Monday, November 25, 2024

Is Your Conceptual Model Logically Sound?

Introduction

In the last few posts, I've been talking about flaws in your conceptual model that can make your model run slowly (i.e., it is an inefficient use of your time). Making poor choices about landscape themes can blow up the size of your model dramatically and make it nigh on impossible to properly do QA (or even figure out what is happening).

However, it is also possible to have a reasonable implementation of a flawed conceptual model. This is a model that, while semantically and syntactically correct, doesn't pass the smell test for how the real world works. For this exercise, I'm going to present snippets from real client models that illustrate both kinds of problems, without disclosing where they came from.

Exhibit 1 - 9 Theme Model


Exponential Growth in Columns


Almost 12 GB of RAM required

We see by the exponential growth in the number of columns by planning period, that there's something undesirable going on. For a model with only 9 themes and 20 planning periods, that is a very large number of columns that requires a lot of computer memory (almost 12 GB). Where to start?

Landscape Woes

The model identifies harvest settings, which makes this essentially a stand-based model. They used _INDEXing in the LANDSCAPE section to associate net area, and harvest method proportions to each unit, rather than using themes and the AREAS section. 

1431 _INDEX(yOpArea=56.0,yGroundProp=0.00,yLineProp=1.00,yHeliProp=0.00)
1433 _INDEX(yOpArea=96.9,yGroundProp=0.00,yLineProp=0.28,yHeliProp=0.72)
1434 _INDEX(yOpArea=62.3,yGroundProp=0.05,yLineProp=0.33,yHeliProp=0.62)

I dislike this approach because you cram too much information into a single attribute (stand ID), and so when you want to identify sub-groups, you need a bunch of *AGGREGATE definitions. This just makes things unwieldy.

*AGGREGATE ag1 ; Primary management base
*AGGREGATE ag2 ; Secondary management base
*AGGREGATE agNoSBI
*AGGREGATE agSBI

Worse, as we see above, there are clearly two distinct divisions in the land base: primary versus secondary, and the presence or absence of SBI data. This could have been much more efficiently handled as two themes with 2 attributes each:

*THEME Landbase
  P Primary
  S Secondary
*THEME SBI data
  Y SBI available
  N SBI not available

There is another theme that apparently is used to assign a scenario name to every development type (DevType) in the model using action aTH7. Woodstock already has a scenario management system, so the utility of this "feature" eludes me.
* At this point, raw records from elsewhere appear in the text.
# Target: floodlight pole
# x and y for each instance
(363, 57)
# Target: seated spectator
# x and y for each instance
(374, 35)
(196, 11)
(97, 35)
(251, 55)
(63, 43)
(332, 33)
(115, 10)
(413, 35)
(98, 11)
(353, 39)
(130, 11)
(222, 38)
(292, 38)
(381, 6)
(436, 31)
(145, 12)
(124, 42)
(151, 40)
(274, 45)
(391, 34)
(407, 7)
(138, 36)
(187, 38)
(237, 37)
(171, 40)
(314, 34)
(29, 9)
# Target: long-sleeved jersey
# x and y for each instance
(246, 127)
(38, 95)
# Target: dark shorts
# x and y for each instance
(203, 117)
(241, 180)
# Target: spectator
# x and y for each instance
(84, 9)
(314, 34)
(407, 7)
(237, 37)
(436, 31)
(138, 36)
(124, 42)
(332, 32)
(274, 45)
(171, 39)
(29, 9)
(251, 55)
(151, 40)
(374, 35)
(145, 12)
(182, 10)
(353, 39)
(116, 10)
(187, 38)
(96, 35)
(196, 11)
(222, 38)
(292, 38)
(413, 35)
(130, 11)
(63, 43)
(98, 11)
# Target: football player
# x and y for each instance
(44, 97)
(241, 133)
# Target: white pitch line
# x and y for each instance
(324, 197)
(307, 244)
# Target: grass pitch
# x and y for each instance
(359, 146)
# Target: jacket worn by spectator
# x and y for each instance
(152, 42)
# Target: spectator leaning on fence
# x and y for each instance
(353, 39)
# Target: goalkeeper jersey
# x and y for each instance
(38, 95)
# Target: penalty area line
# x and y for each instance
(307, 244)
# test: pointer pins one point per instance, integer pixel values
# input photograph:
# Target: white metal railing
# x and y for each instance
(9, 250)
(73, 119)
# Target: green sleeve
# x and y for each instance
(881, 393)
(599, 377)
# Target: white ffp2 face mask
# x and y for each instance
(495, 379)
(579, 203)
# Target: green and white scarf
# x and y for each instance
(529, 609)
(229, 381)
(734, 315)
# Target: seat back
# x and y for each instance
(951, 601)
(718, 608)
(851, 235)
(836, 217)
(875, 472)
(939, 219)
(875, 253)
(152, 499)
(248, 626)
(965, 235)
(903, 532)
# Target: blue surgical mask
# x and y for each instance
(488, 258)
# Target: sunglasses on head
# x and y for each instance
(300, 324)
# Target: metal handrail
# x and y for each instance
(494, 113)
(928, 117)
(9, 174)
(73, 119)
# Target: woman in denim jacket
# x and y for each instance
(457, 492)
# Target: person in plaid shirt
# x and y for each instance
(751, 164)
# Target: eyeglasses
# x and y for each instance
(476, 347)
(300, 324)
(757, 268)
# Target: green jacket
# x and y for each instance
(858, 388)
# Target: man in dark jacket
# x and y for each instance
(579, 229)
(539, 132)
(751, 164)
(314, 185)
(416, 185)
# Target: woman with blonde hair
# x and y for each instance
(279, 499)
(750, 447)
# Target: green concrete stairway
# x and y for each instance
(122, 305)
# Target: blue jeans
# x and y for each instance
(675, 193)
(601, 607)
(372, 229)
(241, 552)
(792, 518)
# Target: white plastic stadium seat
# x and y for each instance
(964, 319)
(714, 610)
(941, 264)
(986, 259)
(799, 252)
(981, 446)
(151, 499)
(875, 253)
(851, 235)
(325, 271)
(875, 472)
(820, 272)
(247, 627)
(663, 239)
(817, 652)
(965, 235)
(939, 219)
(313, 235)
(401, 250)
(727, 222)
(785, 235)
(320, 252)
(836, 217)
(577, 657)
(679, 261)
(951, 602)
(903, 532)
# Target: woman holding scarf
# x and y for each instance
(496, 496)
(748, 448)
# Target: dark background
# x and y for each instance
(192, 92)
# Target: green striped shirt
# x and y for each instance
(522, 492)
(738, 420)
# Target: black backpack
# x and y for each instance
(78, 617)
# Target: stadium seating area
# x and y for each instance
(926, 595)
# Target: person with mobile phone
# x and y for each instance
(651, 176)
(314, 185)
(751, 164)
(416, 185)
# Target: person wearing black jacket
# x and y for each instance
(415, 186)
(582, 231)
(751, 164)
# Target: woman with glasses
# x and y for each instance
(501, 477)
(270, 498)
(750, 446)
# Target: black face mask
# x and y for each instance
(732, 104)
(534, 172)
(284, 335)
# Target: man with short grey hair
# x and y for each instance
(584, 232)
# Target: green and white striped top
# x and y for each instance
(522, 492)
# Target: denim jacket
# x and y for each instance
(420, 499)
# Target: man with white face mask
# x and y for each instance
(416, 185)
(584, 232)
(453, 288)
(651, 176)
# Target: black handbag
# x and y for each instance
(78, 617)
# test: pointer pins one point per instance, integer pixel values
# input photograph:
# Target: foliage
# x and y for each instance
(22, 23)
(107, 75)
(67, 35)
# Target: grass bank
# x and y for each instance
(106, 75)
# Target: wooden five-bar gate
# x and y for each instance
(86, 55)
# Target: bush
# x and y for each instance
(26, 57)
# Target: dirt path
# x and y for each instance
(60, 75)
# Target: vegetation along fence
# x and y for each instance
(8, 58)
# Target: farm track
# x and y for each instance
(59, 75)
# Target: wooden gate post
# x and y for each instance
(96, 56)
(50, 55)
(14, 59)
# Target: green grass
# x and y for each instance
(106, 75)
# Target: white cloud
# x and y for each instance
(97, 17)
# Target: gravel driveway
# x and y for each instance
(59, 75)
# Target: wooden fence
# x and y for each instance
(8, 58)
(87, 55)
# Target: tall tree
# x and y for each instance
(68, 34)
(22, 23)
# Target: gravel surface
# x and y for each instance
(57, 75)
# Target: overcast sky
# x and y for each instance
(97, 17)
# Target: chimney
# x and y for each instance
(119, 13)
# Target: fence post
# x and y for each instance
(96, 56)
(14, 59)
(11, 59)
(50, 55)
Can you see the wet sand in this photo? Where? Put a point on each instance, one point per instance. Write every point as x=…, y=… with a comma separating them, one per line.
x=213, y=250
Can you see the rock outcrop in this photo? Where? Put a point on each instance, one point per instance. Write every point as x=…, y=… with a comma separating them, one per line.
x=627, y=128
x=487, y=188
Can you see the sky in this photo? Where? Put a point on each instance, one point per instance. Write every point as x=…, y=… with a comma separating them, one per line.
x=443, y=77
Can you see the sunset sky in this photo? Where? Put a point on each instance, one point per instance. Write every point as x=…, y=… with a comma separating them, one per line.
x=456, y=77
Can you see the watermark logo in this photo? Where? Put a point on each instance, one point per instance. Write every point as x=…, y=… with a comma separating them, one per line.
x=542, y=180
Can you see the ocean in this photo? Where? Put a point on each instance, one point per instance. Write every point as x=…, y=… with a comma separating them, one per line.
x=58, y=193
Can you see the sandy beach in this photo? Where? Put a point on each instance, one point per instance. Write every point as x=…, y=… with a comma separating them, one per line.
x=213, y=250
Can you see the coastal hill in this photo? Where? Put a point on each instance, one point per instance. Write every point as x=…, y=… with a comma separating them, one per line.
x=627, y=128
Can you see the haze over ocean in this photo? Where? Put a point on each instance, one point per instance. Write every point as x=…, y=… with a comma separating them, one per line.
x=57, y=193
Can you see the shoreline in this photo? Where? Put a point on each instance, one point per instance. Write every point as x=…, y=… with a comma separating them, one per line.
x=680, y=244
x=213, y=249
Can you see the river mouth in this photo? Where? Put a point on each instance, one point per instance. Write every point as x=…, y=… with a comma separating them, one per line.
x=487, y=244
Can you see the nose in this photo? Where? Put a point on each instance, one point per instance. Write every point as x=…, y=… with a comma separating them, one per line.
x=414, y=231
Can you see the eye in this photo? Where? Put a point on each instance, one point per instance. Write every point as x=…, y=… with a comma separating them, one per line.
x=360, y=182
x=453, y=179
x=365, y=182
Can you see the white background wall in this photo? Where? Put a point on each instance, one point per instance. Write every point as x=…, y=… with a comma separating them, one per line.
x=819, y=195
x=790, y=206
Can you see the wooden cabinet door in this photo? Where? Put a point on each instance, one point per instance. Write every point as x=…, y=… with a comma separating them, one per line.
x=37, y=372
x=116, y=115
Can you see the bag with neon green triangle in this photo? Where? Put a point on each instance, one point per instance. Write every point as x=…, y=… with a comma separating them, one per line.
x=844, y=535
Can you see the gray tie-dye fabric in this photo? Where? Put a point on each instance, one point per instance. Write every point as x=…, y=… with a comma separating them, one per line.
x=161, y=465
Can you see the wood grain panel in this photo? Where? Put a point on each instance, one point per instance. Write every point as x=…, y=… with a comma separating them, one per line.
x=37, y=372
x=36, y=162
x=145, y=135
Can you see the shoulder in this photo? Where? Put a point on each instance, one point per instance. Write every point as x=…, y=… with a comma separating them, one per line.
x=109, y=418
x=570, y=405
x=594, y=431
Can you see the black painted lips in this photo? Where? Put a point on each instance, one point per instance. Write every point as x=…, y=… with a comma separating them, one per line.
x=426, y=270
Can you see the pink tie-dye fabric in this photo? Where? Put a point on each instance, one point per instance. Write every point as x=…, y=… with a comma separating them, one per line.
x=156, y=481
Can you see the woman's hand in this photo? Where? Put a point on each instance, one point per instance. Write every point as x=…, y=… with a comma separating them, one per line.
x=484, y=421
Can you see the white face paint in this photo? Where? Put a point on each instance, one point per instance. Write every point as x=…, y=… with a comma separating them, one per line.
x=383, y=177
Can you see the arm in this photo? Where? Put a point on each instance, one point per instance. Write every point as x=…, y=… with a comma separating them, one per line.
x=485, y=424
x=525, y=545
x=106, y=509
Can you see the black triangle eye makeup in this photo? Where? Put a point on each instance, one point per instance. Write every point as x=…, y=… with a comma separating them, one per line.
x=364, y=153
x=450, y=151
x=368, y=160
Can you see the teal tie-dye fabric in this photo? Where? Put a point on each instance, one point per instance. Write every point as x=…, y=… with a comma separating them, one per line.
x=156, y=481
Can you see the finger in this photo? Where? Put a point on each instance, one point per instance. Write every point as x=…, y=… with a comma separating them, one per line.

However, it adds unnecessary decision variables to an already large LP matrix because everything needs to be relabeled from NA to something else. If it isn't a real decision, it shouldn't be modeled as an action.

Name That Theme!

When I train new analysts, I like to emphasize the idea that landscape themes should be pure, encapsulating only a single type of data, such as stand status vs rotation vs stand origin vs stocking vs planting stock. Unfortunately, the modeler did the complete opposite here, concatenating 5 different kinds of data into a single code:

NA Unknown or as initialized for all existing forest
CC Clearcut      
OR Overstory Removal
CT Commercial Thin
ST Seed tree cut
SW Shelterwood
SL Selection Cut                 
NA Natural
NP Natural with PCT    
PL Planted
PP Planted with PCT      
TP Tube Plant (nonstocked)                              
RP Regular Plant (nonstocked)  

Those of you who've had me as an instructor probably remember me asking you how many possible DevTypes can be represented by x themes with y attributes each? Here we only have 5 potential themes with 2-6 attributes each, but the model listed 172 valid combinations. Here's a sample:

SW20
CC_PL_NA
CC_PL_ST
OR_NA_SW
OR_NP_NA 
OR_NP_ST 

And, of course, you need to define a bunch of *AGGREGATES to identify the areas represented by the basic data types, like planted versus natural stands. Again, a better approach would be to use themes to explicitly identify silviculture state (cutover, stocked, shelterwood), stand origin (NA, PL), precommercial thin (Y, N), commercial thin (Y,N), planting stock (NA, TP, RP). It takes a single DevType mask to identify any of these things, versus hundreds of lines of code devoted to attribute listings.

Overall Impression


LP Matrix Statistics for the Model

Let's review a few things. First, the number of active DevTypes in this model is 316,572. For those that forgot their introductory training, Woodstock only allows 500,000 active DevTypes. The reason there are so many is a combination of retaining the original harvest unit ID after final harvest with the concatenated attributes we just discussed. There's just an explosion of new development types after each action. It almost appears that the motivation to formulating this model was to minimize the number of themes and to make the model as opaque as possible.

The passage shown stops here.